Rational Mathematics

Factorials

The product n·(n–1)·(n–2)· ... ·3·2·1, is called the factorial of n, and is denoted by n! (read ‘n-factorial’). Thus n! is the nth factorial number. It is found convenient to define 0! = 1. The first few factorial numbers in base ten are: 1, 2, 6, 24, 120, 720, 5040, 40320, 362880, 3628800, ...

Theorem (The Permutation Principle): The number of ways of arranging n different things in sequence is n!. Proof: The first can be chosen in n ways, the second in n–1 ways, the third in n–2 ways and so on. Hence by the multiplication principle the total is the product of these ways.
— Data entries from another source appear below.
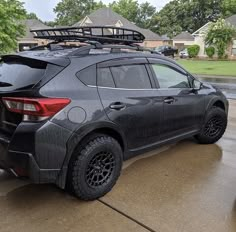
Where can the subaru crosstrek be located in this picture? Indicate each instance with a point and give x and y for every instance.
(71, 115)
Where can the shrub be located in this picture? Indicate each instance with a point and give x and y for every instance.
(220, 35)
(210, 51)
(193, 51)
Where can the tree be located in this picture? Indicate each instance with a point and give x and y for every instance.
(70, 12)
(185, 15)
(129, 9)
(145, 13)
(32, 16)
(220, 35)
(11, 13)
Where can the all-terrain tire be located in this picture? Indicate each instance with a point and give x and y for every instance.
(214, 126)
(95, 167)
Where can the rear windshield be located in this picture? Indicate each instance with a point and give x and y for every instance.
(20, 74)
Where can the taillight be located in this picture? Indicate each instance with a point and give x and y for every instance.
(40, 108)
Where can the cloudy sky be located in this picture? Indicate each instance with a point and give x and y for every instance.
(44, 8)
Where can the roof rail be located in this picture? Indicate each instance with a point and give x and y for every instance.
(84, 50)
(101, 34)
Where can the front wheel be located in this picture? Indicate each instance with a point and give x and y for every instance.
(95, 168)
(214, 126)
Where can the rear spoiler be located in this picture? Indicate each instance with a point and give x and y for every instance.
(62, 61)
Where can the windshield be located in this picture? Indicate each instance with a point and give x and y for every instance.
(18, 74)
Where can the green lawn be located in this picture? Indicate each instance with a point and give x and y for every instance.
(221, 68)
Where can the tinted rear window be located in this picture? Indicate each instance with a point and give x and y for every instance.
(20, 74)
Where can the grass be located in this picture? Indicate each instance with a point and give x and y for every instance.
(204, 67)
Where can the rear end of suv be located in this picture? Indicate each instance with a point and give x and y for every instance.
(25, 112)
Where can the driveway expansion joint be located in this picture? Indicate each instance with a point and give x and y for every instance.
(127, 216)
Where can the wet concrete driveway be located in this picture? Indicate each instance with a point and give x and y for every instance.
(185, 187)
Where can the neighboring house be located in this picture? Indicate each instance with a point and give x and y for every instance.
(200, 35)
(184, 39)
(28, 41)
(107, 17)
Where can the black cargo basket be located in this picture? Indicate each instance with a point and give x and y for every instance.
(103, 35)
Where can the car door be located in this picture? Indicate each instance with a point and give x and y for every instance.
(183, 108)
(129, 100)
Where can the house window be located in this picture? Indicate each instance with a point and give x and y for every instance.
(234, 48)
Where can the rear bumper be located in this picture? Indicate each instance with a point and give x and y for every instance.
(24, 164)
(30, 152)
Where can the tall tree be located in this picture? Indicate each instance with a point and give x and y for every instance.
(11, 13)
(129, 9)
(32, 16)
(228, 7)
(220, 35)
(186, 15)
(70, 12)
(145, 13)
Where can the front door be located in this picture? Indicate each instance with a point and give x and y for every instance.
(129, 100)
(183, 108)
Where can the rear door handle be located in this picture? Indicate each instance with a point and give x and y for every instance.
(169, 100)
(117, 106)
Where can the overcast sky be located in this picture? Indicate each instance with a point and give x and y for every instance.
(44, 8)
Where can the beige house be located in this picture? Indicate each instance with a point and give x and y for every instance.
(28, 41)
(107, 17)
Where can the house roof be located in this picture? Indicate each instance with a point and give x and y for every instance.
(184, 36)
(32, 24)
(107, 17)
(231, 20)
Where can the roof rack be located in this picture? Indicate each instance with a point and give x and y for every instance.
(101, 34)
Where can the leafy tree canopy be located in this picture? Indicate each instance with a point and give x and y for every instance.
(140, 14)
(185, 15)
(229, 7)
(220, 34)
(32, 16)
(11, 13)
(70, 12)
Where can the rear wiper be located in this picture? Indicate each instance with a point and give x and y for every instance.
(5, 84)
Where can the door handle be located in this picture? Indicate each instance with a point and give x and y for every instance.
(117, 106)
(169, 100)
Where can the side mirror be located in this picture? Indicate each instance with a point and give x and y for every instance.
(197, 85)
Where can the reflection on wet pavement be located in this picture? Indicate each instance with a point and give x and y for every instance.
(185, 187)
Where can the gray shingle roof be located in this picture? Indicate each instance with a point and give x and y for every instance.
(32, 24)
(107, 17)
(231, 20)
(184, 36)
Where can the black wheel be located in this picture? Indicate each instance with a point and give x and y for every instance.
(95, 167)
(214, 126)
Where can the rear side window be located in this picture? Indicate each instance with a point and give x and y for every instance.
(88, 75)
(105, 78)
(131, 77)
(170, 78)
(20, 74)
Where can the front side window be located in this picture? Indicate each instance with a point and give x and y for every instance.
(131, 77)
(170, 78)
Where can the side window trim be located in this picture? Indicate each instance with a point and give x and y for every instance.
(109, 65)
(171, 67)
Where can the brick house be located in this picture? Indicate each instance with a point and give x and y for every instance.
(107, 17)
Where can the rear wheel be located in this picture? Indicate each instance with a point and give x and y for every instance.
(214, 126)
(95, 168)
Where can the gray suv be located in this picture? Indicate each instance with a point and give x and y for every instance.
(70, 115)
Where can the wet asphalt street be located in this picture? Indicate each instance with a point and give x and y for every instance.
(184, 187)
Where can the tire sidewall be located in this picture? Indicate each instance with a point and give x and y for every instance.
(79, 181)
(215, 111)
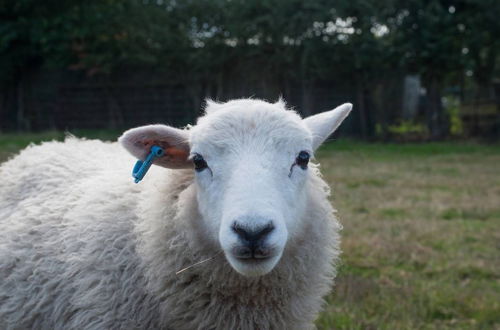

• Example: In how many ways can n different books be arranged on a shelf so that two particular books are next to one another? Regarding the specified books as one item there are (n–1) items to arrange, and the two books themselves can be arranged in 2 ways. Answer 2·(n–1)!
• Example: How many ways are there of arranging n chess rooks on a board n ranks by n files with none guarding or attacking any other. Answer n!.

Theorem (The Circular Permutation Principle): The number of ways of arranging n things round a circle that can be rotated but not reflected is (n–1)! Proof: We can rotate the circle so that one thing is always in the same position. The others can then be arranged in (n–1)! ways. Corollary: The number of ways of arranging n things round a circle that can be rotated or reflected is (n–1)!|2, provided n>2. Proof: The arrangements in the previous result occur in pairs that are reflections of each other (except when n = 2 or less, in which case reflection makes no difference). If one is regarded as ‘clockwise’ the other is ‘anticlockwise’.

• Example: How many necklace designs can be formed using six different coloured beads? Answer 5!|2 = 60.

Theorem (The Truncated Factorial Rule): The number of ways of choosing a sequence of m elements, all different, from a set of n elements is n!|(n–m)!. Proof: The first element can be chosen in n ways, the second in (n–1) ways, and so on until we reach the mth element which can be chosen in (n+1)–m ways. The product of these is n·(n–1)·(n–2)· ... as far as (n+1)–m. This is n! with the remaining terms cancelled, and can thus be expressed by the quotient n!|(n–m)!.

• Example: Count the number of one-to-one operators whose domain is {1, 2, ..., m} and whose range is a set of n elements.
• Example: Express in factorials: n·(n^2 – 1)·(n^2 – 4)·(n^2 – 9). Answer (n+3)!|(n–4)! This uses the property n^2 – r^2 = (n–r)·(n+r).

Theorem (The Principle of Divided Factorials): The number of ways of arranging n things in a row when there are a alike of one kind, b of a second kind, c of a third kind is n!|(a!·b!·c!· ...) Proof: If the things were all different the number of arrangements would be n! However, if a of the things are alike they can be permuted among themselves in a! ways without altering the positions of the other things. Corollary: The number of ways of arranging n things in sets of a, b, c ... things (where of course n = a+b+c+...) is n!|(a!·b!·c!· ...).

• Example: In the game of Bridge a pack of 52 cards is used and they are dealt out equally to the four players (known as North, South, East and West) so that each has a hand of 13 cards. The number of different ways the cards can be dealt out is thus: 52!|(13!·13!·13!·13!) = 52!|(13!^4).
• Example: In how many ways can the letters of the word REARRANGE be arranged? Answer. 9!|(2!·2!·3!) = 15120.

Every three successive numbers contain 2 and 3 therefore (3·k)! has a factor of 6^k (so in base 6 has k zeros at the end).

Divisibility: The product of r consecutive numbers is divisible by r!.